Una estela de frases intenta dar cuenta a esta realidad: víctimas de la guerra sucia, víctimas de la guerra contra el narcotráfico, víctimas de la guerra contra crimen organizado. ¿Quién se enlistó y aceptó enrolarse en esas guerras? Lo que es cierto es la palabra constante: víctimas de la desaparición forzada. Desaparecer de este plano terrenal, producto del irremediable destino natural, significa eso: irse una sola vez y para siempre, pero para las personas víctimas por desaparición forzada, y por supuesto para sus familias, eso no suele ocurrir, implica un terrible laberinto marcado por muchas desapariciones: la desaparición física, la desaparición de las listas de búsqueda cuando no son registrados adecuadamente, la desaparición de las fiscalías cuando un nuevo equipo aparece y empieza los expedientes de cero, cuando desaparecen los expedientes, cuando las carpetas de búsqueda pasan o se envían a otros juzgados, cuando en condición de cadáveres desaparecen entre muchos otros cuerpos en las fosas comunes. Suele ocurrir que cuando una víctima de desaparición forzada es localizada muerta, a veces sólo fue posible recuperar un fragmento del cuerpo, esto suele dar consuelo a la familia, pero un hecho resulta claro: esa fragmentación humana, repara parcialmente la noción de ya no estar desaparecida o desaparecido. ¿Cuántas veces está condenado a desaparecer un desaparecido en nuestro país?
El fenómeno de la desaparición forzada que se vive en el mundo llevó a la Organización de la Naciones Unidas (ONU), a declarar en su Asamblea General el 21 de diciembre de 2010, el 30 de agosto como el Día Internacional de las Víctimas de Desapariciones Forzadas.

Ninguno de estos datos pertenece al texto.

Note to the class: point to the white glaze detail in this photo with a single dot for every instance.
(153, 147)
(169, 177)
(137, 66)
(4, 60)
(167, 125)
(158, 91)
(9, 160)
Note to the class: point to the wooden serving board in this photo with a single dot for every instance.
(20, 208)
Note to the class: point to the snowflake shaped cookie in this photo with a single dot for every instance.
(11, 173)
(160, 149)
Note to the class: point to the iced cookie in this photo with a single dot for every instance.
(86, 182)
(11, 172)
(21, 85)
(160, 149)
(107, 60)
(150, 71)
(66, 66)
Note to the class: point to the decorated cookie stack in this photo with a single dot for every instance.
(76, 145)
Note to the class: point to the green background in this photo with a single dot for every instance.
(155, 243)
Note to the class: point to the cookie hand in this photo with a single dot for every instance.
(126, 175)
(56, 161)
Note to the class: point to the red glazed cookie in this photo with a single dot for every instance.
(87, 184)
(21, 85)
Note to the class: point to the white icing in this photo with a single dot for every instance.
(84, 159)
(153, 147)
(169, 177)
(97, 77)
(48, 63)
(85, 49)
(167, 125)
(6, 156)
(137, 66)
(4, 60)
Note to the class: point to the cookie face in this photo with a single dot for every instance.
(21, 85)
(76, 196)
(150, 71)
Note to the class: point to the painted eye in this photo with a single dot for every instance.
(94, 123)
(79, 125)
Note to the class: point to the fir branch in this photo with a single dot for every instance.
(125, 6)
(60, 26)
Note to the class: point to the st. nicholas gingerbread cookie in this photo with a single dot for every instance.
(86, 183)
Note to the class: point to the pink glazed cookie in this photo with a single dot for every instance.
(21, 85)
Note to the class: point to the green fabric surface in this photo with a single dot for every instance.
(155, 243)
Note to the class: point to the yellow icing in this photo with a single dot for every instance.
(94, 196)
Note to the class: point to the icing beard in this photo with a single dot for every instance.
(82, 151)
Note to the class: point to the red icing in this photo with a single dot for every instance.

En nuestro país las actividades en el marco de ese día se hacen extensivas todo el mes como ya ha venido ocurriendo en los últimos años. El mundo se designa con palabras para entenderlo. ¿Tendrá algún sentido nombrar días para revelar cómo se instauran los pasajes dolientes de la historia reciente? Creo que sí. Porque hay que fincar memoria para actuar. Acaso, dos momentos de la filosofía de la existencia –los dos dolientes-, pautan su vigencia para nuestro país. El poeta filósofo Nezahualcóyotl, meditabundo de los temas de la fugacidad humana se preguntaba ¿A dónde iremos?, en un acto doloroso hoy las familias de las víctimas de la desaparición forzada se preguntan: ¿a dónde van nuestros desaparecidos? Mientras, el filósofo Martin Heidegger, advertía que una de las más acuciantes preocupaciones humanas es la nada, porque no tener certezas ante la vida trae consigo la angustia de no saber nada, justo la condena que hoy viven miles de familias de los desaparecidos: la terrible angustia. Al menos, que quede una certeza: toda filosofía tendrá sentido si se acompaña con la acción. Y, sí, de inicio apostemos por esta triada: recordar, nombrar y actuar.